Daylight Saving Time ended at 2 a.m. Sunday — did you remember to set your clocks back one hour? Hopefully, you did —and enjoyed an extra hour of sleep as well.
“Spring ahead; fall back,” is a dusty old adage, but it does help folks remember to turn their clocks back an hour — at least the clocks that don't automatically re-set.
Digital devices such as smartphones and computers should automatically re-set themselves. And you probably will have to check your manual if you have to re-set the clock in your car.
Firefighters also remind residents that this is a good time to check the batteries in your home's smoke detectors.
On the bright side, we get an extra hour of sleep; on the not-so-bright side, we will be commuting home in the dark in the evening. For folks with seasonal affective disorder, the shorter days could produce moodiness and an overpowering urge for mid-afternoon catnaps.
You can blame Ben Franklin for the twice-a-year clock-changing event, according to National Geographic.
The founding father, scientist, and diplomat, came up with the idea in 1784 — but in a way that deployed his infamous wit.

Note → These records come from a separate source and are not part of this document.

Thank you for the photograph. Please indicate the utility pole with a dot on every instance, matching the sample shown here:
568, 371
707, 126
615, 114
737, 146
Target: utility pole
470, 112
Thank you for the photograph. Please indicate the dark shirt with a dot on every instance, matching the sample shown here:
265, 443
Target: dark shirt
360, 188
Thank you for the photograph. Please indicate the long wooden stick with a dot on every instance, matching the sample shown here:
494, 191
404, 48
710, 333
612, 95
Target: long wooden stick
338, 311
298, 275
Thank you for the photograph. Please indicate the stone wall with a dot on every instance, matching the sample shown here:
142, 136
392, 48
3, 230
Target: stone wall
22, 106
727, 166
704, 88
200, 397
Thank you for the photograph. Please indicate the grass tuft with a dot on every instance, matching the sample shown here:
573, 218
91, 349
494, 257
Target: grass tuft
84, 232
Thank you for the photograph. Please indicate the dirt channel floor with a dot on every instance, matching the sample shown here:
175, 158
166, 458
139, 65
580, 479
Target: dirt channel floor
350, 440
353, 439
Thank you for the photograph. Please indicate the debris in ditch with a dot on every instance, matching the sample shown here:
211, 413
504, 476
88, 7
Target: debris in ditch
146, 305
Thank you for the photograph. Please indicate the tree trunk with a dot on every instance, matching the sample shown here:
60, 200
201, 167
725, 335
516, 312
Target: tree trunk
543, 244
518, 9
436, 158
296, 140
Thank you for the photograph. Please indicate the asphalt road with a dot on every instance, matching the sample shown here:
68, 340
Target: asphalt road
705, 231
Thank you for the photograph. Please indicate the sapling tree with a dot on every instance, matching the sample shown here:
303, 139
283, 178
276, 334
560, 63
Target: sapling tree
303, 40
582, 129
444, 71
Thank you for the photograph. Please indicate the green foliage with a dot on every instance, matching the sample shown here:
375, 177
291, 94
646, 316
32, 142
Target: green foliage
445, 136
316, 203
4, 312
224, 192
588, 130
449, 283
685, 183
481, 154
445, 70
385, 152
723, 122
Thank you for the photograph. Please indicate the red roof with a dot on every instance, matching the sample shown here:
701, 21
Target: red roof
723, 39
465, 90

In a letter to the Journal of Paris, the thrifty Franklin suggested that costly candles could be replaced with free sunlight by having folks rise with the sun and hitting the sack earlier, National Geographic said.
He knew however, that implementing his idea wouldn’t be easy and humorously proposed taxing window shutters and shooting cannons off to rouse folks out of their beds -- well, for the spring ahead part anyway.
Franklin may have been taking on the French for being lazy, but his idea took root and about a 100 years later, New Zealander George Hudson proposed the modern idea of Daylight Saving Time.
Germany and Austria-Hungary implemented it for the first time, nationwide, in the early 1900s, and many countries went on to adopt it – especially, it has been said, during the energy crunch of the 1970s when saving on electric bills was a priority.
If all the clock-changing bugs you, there are places to turn … so to speak.
States and territories that don’t observe Daylight Saving Time include Hawaii, Guam, Puerto Rico, most of Arizona and the Virgin Islands.